Потом болтали об эскимосах, Северном полюсе, лайках, потом долго молчали.
Пройдя набережную до конца, свернули у глухой стены завода к церкви, пересекли магистраль у светофора, поднялись к музею по деревянной узкой лестнице с обновленными перилами. Вошли в пустынный двор, примыкающий к узорной ограде музея, и остановились возле тихого дома. Решили погреться в ближнем подъезде.
— Хочешь, я открою тайну? — студент поставил на батарею пакет, надвинул шапку себе на самые брови. — Потрясающую тайну…
— Зачем торопиться? — Марина сняла очки, зажмурилась, отвернулась. — И почему вы всегда торопитесь?
— Но я знаю, как можно установить автора «Слова о полку Игореве»!
— Смешной… Кому это интересно, кроме вас, филологов… Подменяете жизнь прочитанными страницами…
— А если это мировая сенсация?.. К тому же мой способ наверняка применим к любой безымянной поэме прошлого…
— Быть знаменитым некрасиво, — Марина протерла очки платком, шагнула к студенту, тронула пальцем его щеку. — Совсем замерз…
Студент прижался к стене, зажмурился. Он вдруг вспомнил новогоднюю ночь, темный коридор общежития, шалую Тамарку, которая вдруг вытащила его из комнаты и впилась поцелуем — умело и зло…
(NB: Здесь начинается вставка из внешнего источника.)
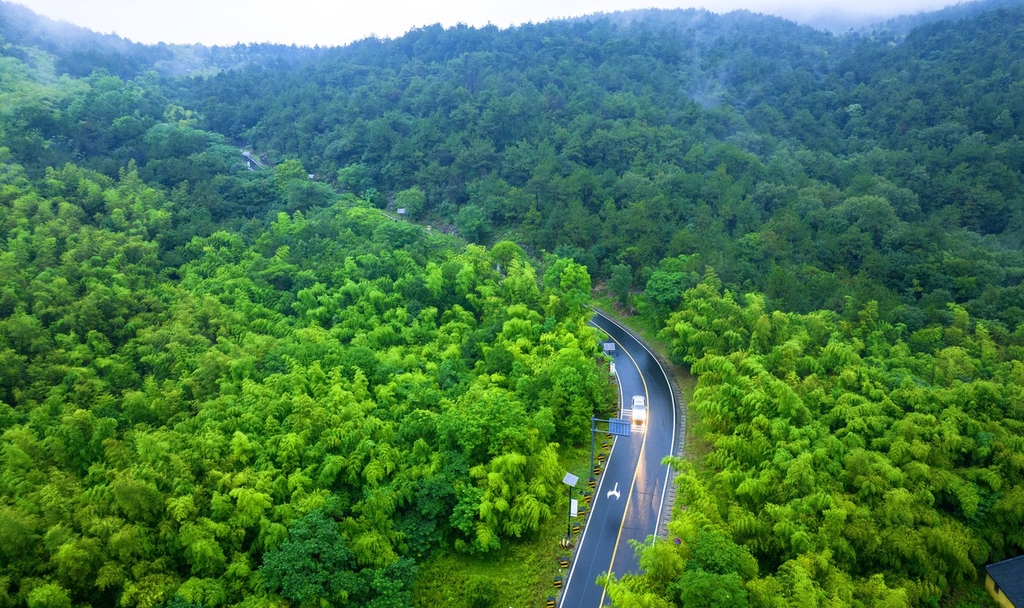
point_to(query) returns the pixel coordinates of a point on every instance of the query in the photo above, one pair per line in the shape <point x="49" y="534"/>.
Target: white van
<point x="639" y="409"/>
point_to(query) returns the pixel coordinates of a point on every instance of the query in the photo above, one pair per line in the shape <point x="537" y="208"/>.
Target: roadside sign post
<point x="570" y="480"/>
<point x="616" y="426"/>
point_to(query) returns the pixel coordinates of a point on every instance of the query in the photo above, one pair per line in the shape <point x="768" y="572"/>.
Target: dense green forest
<point x="223" y="387"/>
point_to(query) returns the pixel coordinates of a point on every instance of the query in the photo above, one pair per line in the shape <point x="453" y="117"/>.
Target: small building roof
<point x="1009" y="574"/>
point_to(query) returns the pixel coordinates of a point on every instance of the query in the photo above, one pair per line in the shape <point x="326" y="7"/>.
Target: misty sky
<point x="328" y="23"/>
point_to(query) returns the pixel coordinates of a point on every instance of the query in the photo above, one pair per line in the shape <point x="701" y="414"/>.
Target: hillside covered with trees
<point x="223" y="387"/>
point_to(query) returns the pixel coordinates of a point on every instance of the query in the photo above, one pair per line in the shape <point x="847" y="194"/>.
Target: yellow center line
<point x="636" y="470"/>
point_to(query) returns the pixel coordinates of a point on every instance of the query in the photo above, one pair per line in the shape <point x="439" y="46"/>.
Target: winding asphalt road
<point x="630" y="497"/>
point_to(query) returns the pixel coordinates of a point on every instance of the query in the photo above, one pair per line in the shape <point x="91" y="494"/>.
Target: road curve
<point x="630" y="497"/>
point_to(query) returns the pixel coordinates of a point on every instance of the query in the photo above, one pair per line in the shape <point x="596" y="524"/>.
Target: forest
<point x="232" y="387"/>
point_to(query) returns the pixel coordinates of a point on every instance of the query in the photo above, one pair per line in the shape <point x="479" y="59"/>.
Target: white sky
<point x="329" y="23"/>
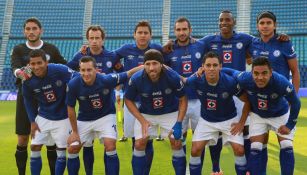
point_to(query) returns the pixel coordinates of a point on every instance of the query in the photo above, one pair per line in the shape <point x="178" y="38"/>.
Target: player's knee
<point x="23" y="140"/>
<point x="74" y="148"/>
<point x="36" y="147"/>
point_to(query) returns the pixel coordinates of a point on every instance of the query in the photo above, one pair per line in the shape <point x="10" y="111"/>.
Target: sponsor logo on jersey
<point x="276" y="53"/>
<point x="96" y="103"/>
<point x="157" y="102"/>
<point x="186" y="67"/>
<point x="50" y="96"/>
<point x="227" y="56"/>
<point x="239" y="45"/>
<point x="262" y="104"/>
<point x="211" y="104"/>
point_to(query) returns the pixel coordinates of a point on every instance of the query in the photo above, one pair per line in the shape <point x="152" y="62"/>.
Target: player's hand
<point x="73" y="137"/>
<point x="83" y="49"/>
<point x="24" y="73"/>
<point x="34" y="128"/>
<point x="168" y="47"/>
<point x="283" y="37"/>
<point x="177" y="130"/>
<point x="284" y="130"/>
<point x="145" y="125"/>
<point x="236" y="128"/>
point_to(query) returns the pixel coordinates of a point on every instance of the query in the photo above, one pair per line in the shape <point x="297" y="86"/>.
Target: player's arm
<point x="136" y="113"/>
<point x="237" y="128"/>
<point x="293" y="65"/>
<point x="295" y="106"/>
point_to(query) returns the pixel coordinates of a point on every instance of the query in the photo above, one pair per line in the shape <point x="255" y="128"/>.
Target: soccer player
<point x="271" y="95"/>
<point x="162" y="103"/>
<point x="215" y="91"/>
<point x="281" y="55"/>
<point x="33" y="30"/>
<point x="133" y="55"/>
<point x="185" y="59"/>
<point x="96" y="116"/>
<point x="49" y="122"/>
<point x="106" y="62"/>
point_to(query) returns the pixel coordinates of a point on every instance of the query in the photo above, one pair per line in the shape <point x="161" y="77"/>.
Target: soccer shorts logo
<point x="262" y="104"/>
<point x="157" y="102"/>
<point x="211" y="104"/>
<point x="186" y="67"/>
<point x="96" y="103"/>
<point x="227" y="56"/>
<point x="50" y="96"/>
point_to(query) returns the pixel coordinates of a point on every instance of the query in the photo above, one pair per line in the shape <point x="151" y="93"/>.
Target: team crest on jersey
<point x="262" y="104"/>
<point x="130" y="57"/>
<point x="227" y="56"/>
<point x="276" y="53"/>
<point x="225" y="95"/>
<point x="168" y="91"/>
<point x="50" y="96"/>
<point x="274" y="96"/>
<point x="239" y="45"/>
<point x="197" y="55"/>
<point x="157" y="102"/>
<point x="47" y="57"/>
<point x="96" y="103"/>
<point x="186" y="67"/>
<point x="105" y="91"/>
<point x="59" y="83"/>
<point x="109" y="64"/>
<point x="211" y="104"/>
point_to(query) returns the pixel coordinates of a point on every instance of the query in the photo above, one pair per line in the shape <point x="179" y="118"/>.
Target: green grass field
<point x="162" y="159"/>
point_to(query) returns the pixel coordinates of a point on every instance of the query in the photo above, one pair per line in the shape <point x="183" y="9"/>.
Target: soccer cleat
<point x="123" y="139"/>
<point x="159" y="138"/>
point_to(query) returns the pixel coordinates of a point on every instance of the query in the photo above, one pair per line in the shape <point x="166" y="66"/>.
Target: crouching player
<point x="162" y="103"/>
<point x="271" y="95"/>
<point x="47" y="86"/>
<point x="215" y="91"/>
<point x="96" y="116"/>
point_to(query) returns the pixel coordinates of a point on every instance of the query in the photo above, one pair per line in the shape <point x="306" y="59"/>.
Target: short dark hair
<point x="261" y="61"/>
<point x="95" y="28"/>
<point x="143" y="23"/>
<point x="86" y="59"/>
<point x="182" y="19"/>
<point x="211" y="54"/>
<point x="38" y="53"/>
<point x="34" y="20"/>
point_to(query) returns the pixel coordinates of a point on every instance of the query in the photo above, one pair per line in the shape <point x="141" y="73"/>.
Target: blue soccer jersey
<point x="107" y="62"/>
<point x="232" y="51"/>
<point x="159" y="97"/>
<point x="272" y="100"/>
<point x="216" y="101"/>
<point x="186" y="60"/>
<point x="277" y="52"/>
<point x="95" y="101"/>
<point x="49" y="92"/>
— Тебе лучше отогреться здесь, а я пойду, — Марина сдернула с батареи пакет. — У меня поблизости дела сугубо личные…
Где-то наверху громко хлопнула дверь.
Он молчал.
— Если завтра надумаешь прийти, я сорвусь с лекции…
Он, так и не шелохнувшись, смотрел ей в спину, и она больше не оглядывалась.
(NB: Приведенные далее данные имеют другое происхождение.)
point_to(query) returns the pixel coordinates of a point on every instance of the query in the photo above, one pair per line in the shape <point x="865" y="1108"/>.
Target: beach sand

Пусть уходит, скорее уходит… Все блажь… Не надо позволять издеваться… Замерз… Дела сугубо личные… Или думает, что брошусь за ней?.. А если бы вдруг поцеловала, как Тамарка… Нет, такая первая не поцелует…
По лестнице спустилась женщина с авоськой, набитой пустыми молочными бутылками, замерла на последней ступеньке.
Выйдя из подъезда, студент остановился посередине двора возле сугроба с воткнутой метлой.
А может, у нее действительно срочное дело? Или вывел ее из себя хвастовством… Дурак, нашел время о «Слове» трепаться… Впрочем, хорошо, что обошлось без поцелуев, а то бы потерял голову, стал бы ползать перед ней на коленях и клясться в любви… Тамарке же клялся… Хорошо еще, что ее перехватил верзила-журналист…
Студент миновал ограду музея. Улица в оба конца была пуста.